Added: Friday, March 2nd 2018

Crilley English inn
Mark Crilley

Mark Crilley, the celebrated American “manga” artist and author of scores of young adult comic books and novels, is a great fan of British beer and pubs and regrets it’s increasingly difficult to find British Bitter in the United States.

“In the 1990s there was a lot of British beer on tap in American bars,” he says. “But the craft beer movement has pushed it aside. I enjoy the malty flavour and low carbonation of British beer. With modern craft IPAs there’s an explosion of flavour but it can be overpowering.”

He says Fuller’s London Pride and ESB along with Greene King Old Speckled Hen can be found in the U.S. and Sam Smith’s bottled beers are widely available but there’s little else from the UK today.

Mark, aged 56, was brought up in Detroit. He began drawing and sketching from an early age and when he left college he lived in Fukushima, Japan, for several years where he taught English.

As well as meeting his wife Miki he discovered the Manga style of art. It originated in Japan in the 19th century and was used to illustrate comic books and adventure stories. The drawings are usually in black and white though colour versions exist. The illustration above shows a character outside an English inn.

Mark found that book shops had shelves packed with Manga books and comics. Inspired by the style, he returned home and produced his first comic book Akiko and went on to develop a series of books, one called Miki Falls, named after his wife, and Brody’s Ghost.

They have been prodigiously successful and Mark has followed them with instructional videos that enable young artists to create their own interpretations of the Manga style. The picture below is from one of the Akiko adventures and features an English village pub.

When he’s not working, Mark enjoys a glass of beer. His love of British beer stems from his college days when he had a room mate, Ian Jackson, from Macclesfield who enthused about the beer from his native country.

“We hit it off and stayed in touch,” Mark says. “I went to his wedding in 1993 and visited pubs in Manchester. My last visit to England was in 2010 and I drank with Ian in the Castle in Macclesfield.

“I became obsessed with British pubs. It’s sad that so many pubs are closing. British beer and pubs – and CAMRA – don’t get the support they deserve.

“Pubs are unique to your country. They hold a special place. They have a tradition that stretches back centuries. In one of my early comic books in 1990 the characters were seen going into a traditional British pub.

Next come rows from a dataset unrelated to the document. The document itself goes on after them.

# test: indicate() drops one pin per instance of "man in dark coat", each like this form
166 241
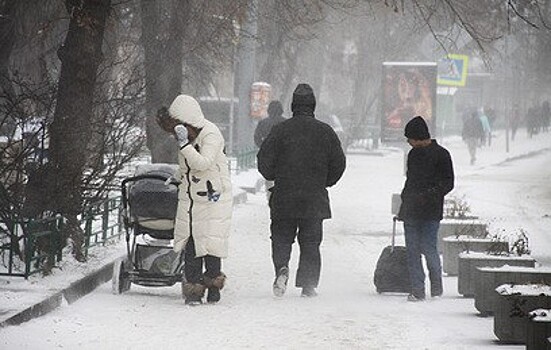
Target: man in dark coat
429 178
275 116
303 156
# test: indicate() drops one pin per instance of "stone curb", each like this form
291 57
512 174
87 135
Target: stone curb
72 293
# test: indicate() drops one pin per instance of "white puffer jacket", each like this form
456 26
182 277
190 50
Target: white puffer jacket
205 196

“I’ve travelled widely and see American-style bars everywhere, usually dark watering holes. And there are a lot or Irish bars abroad, too. But the British pub can’t be exported. After all, a pub is really somebody’s front room!”

Crilley Akiko book

Mark still lives in Michigan, a state with 120 breweries. It ranks as the fifth state for the number of breweries and brewpubs. They range from Frankenmuth, founded by German immigrants in 1862 and still brewing Bavarian-style beers, to a swathe of modern craft producers. They include Founders, whose beers are available in the UK, and another large independent, Bells, to much smaller brewpubs.

Ascension Brewery in Novi and North Center Brewing in Northville are close to where Mark lives.  He says Ascension dabbled in an ESB but that seems to have disappeared and it now concentrates on IPAs and barrel-aged stouts. But North Center makes Bobby English ESB with hops imported from Kent, British malt and Fuller’s yeast so it should have some semblance of the real thing.

As for the British pub, Mark is planning a story in which an American teenage boy, on holiday in England with his family, “sneaks off on a journey that takes him from the south of the country up to Berwick-on-Tweed.”

The boy will travel along the A1 and I’m delighted to learn that Mark has a copy of my book Historic Coaching Inns of the Great North Road to help his research.

Roman roads, Manga, pubs and beer – a heady mix. Mark Crilley’s book will be keenly awaited.